Presentation (Introduce the rules of email-writing using the previous model of the email)

  1. Show Ss the box where we should write the email address of the receiver and how to write it.
  2. Show Ss the box where we should write the subject of the email.
  3. Point to the word “Dear” referring to the name of the receiver after it.
  4. Tell Ss what to write at the beginning of the email ( informal greeting and then tell what you are writing about )
  5. Ask Ss to read the body of the email and check their understanding.
  6. Tell Ss what to write at the end of the email (“Best regards”, …. and under it; the name of the sender )

Practice (Ss practise email-writing in pairs)

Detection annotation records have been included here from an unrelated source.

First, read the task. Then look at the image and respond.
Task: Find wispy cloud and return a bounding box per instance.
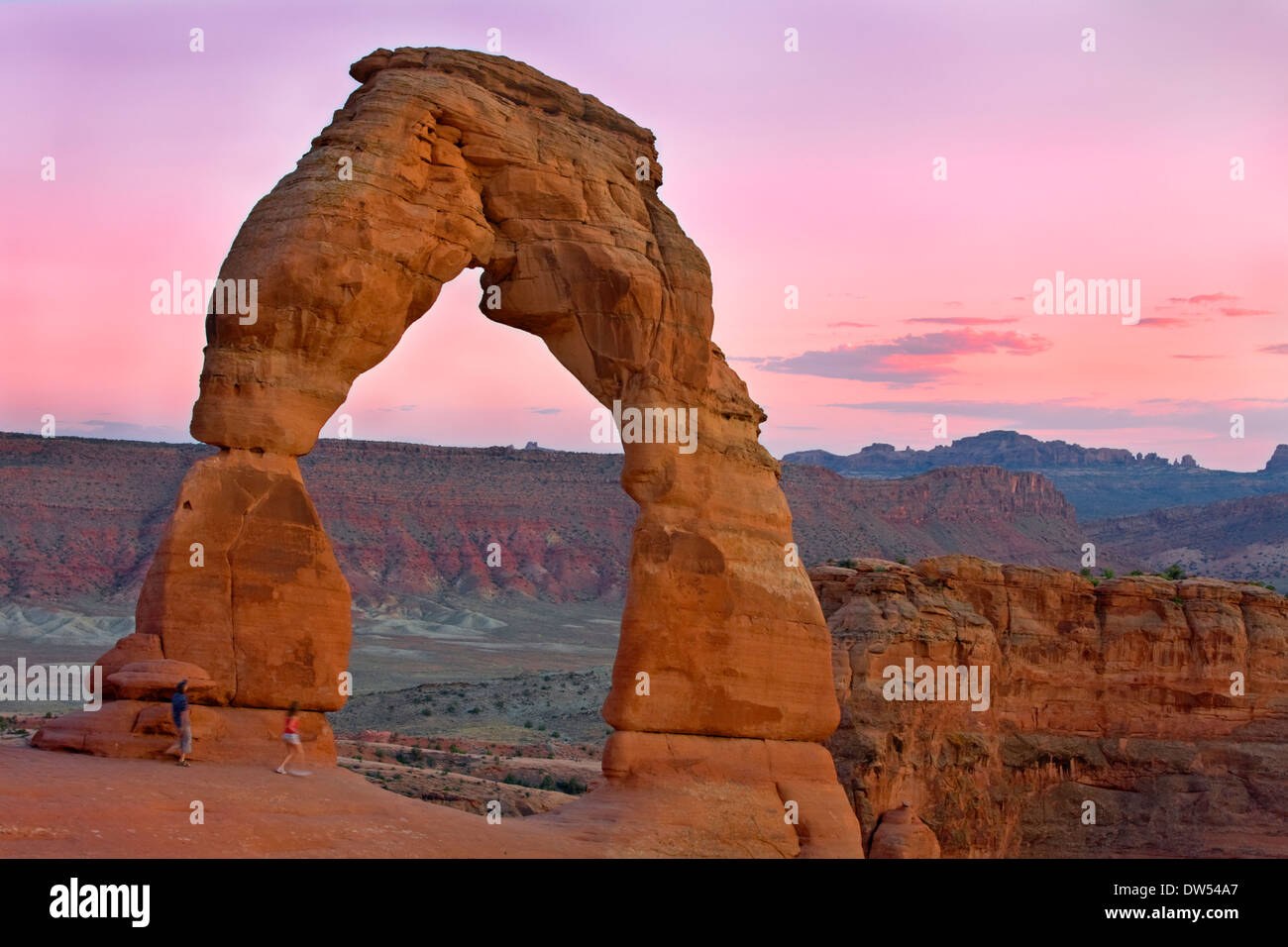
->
[72,417,192,443]
[905,316,1020,326]
[752,329,1051,386]
[1167,292,1237,305]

  1. Select with Ss a familiar subject to write an email about to a friend.
  2. Specify the email address and the name of the receiver and write them on the board.
  3. Elicit some suggested sentences to be impeded in the body of the email.
  4. Ask Ss to work in pairs and write the email (in a separate paper) as the model they saw before, go round to check and give help.
  5. Take some emails and show them to the class. Read out them and provide feedback.
  6. Each pair take their email to make the correction needed and then come to the front showing the class the final version and read the email aloud.

Finish the lesson:

  1. By reminding Ss with the rules of writing an email.
  2. By asking Ss to write another email at home after specifying the information needed for doing that.

Some Writing Tasks for Beginners


Writing is like swimming – it needs a conscious effort and repeatedly practice. We as teachers should be aware of the difficulties our learners may face on their writing tasks at elementary level.
Unexpectedly I think it is not easy for elementary students to simply copy a couple of lines without making mistakes or compose a paragraph on their own. Therefore, I suggest the following tasks that enable learners to write in English without having the burden of thinking too much about content and text organization.

Some controlled writing tasks:
1. Present a sentence to the class, then cover it and make the class write it from memory.
2. Hand out a text including some mistakes for the class to find.
3. Distribute a story in the classroom with some missing words asking pupils to write them correctly.
4. Take a story, then cut the sentences into strips and distribute them in the classroom. Pupils can work in pairs: One is writing and the second student is running to find all the paper strips in the room and then dictate them from memory to his partner. After dictating, the sentences need to be ordered
correctly and told by one of the students.

Some guided writing tasks:
1. Let students read a text and note 5 to 7 keywords. Then put the text aside and try to reconstruct the original text using the keywords.
2. Let students listen to a story and then write about the main ideas included in it.
3. Ask questions that the learners are answering based on a picture. What/who can you see? Where is it? What happened? What will happen next?
4. Expose the students to some factual information in table like city or country fact files or personal profiles, then ask them to write a new version of the text based on the given one.

Writing is not a frightening experience. By doing some controlled and guided activities learners can find a balance between rule oriented (spelling, grammar) and creative expression.